4

How can I select every paragraph in a div tag for example.

<div id="body_text">
<p>Hi</p>
<p>Help Me Please</P>
<p>Thankyou</P>

I have got Html Agility downloaded and referenced in my program, All I need is the paragraphs. There may be a variable number of paragraphs and there are loads of different div tags but I only need the content within the body_text. Then I assume this can be stored as a string which I then want to write to a .txt file for later reference.
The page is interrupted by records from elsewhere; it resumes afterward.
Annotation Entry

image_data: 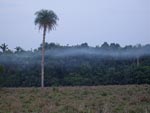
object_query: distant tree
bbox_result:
[0,43,8,53]
[81,42,89,48]
[15,46,24,53]
[0,65,4,73]
[101,42,109,49]
[35,9,58,88]
[110,43,120,49]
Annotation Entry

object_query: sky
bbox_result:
[0,0,150,50]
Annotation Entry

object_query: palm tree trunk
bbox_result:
[41,27,46,88]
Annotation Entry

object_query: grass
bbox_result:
[0,85,150,113]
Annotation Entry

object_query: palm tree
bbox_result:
[0,43,8,53]
[35,9,58,88]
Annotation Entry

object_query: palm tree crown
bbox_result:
[35,9,58,88]
[35,9,58,31]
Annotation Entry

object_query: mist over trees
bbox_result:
[0,42,150,87]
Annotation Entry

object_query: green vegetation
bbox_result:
[35,10,58,87]
[0,85,150,113]
[0,43,150,87]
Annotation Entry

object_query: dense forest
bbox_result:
[0,42,150,87]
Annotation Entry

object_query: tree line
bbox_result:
[0,42,150,87]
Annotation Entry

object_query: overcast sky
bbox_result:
[0,0,150,49]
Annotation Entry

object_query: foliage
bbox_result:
[0,43,150,87]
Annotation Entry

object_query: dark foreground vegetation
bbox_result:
[0,85,150,113]
[0,43,150,87]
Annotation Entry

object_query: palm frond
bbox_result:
[35,9,59,31]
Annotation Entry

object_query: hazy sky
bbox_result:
[0,0,150,49]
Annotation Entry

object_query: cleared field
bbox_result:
[0,85,150,113]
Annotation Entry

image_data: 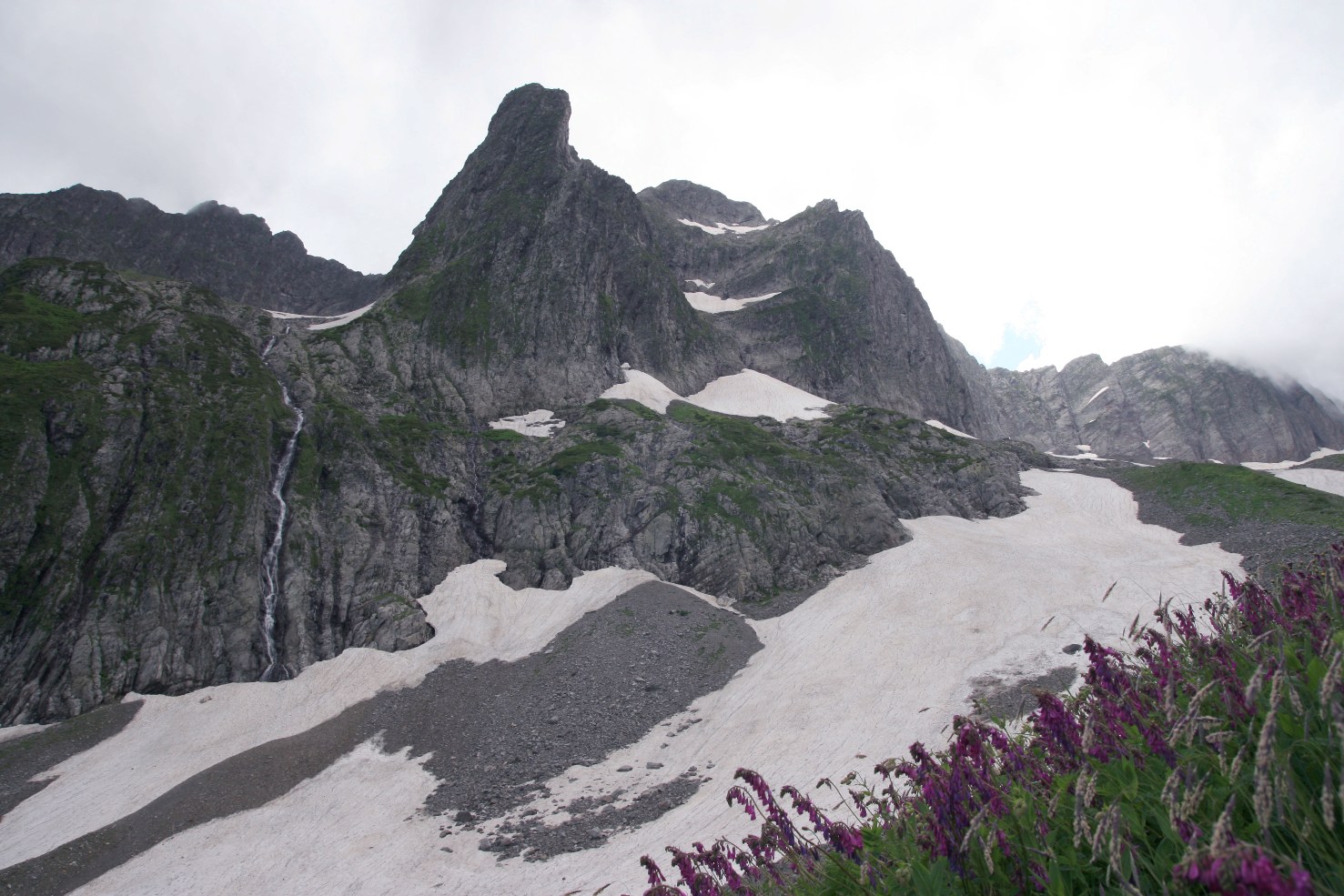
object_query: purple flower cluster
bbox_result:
[632,546,1344,896]
[1173,846,1316,896]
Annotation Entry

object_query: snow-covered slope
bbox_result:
[0,471,1239,896]
[602,369,831,420]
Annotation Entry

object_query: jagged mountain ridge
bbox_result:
[0,184,383,315]
[988,347,1344,462]
[0,85,1339,720]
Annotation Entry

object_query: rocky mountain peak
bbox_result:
[0,184,381,315]
[387,85,741,419]
[640,180,767,227]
Thankyou.

mintuz
  • 735
  • 1
  • 18
  • 40
  • 1
    Duplicate of http://stackoverflow.com/questions/2111332/select-all-ps-from-a-nodes-children-using-htmlagilitypack ? P.S. I don't know how to mark for duplicates..or maybe I don't have enough points? – Ozzy Jan 19 '11 at 16:27

2 Answers2

3

The valid XPATH for your case is //div[@id='body_text']/p

foreach(HtmlNode node in yourHTMLAgilityPackDocument.DocumentNode.SelectNodes("//div[@id='body_text']/p")
{
  string text = node.InnerText; //that's the text you are looking for
}
dlock
  • 9,447
  • 9
  • 47
  • 67
1

Here's a solution that grabs the paragraphs as an enumeration of HtmlNodes:

HtmlDocument doc = new HtmlDocument();
doc.Load("your.html");
var div = doc.GetElementbyId("body_text");
var paragraphs = div.ChildNodes.Where(item => item.Name == "p"); 

Without explicit Linq:

var paragraphs = doc.GetElementbyId("body_text").Elements("p");  
Corbin March
  • 25,526
  • 6
  • 73
  • 100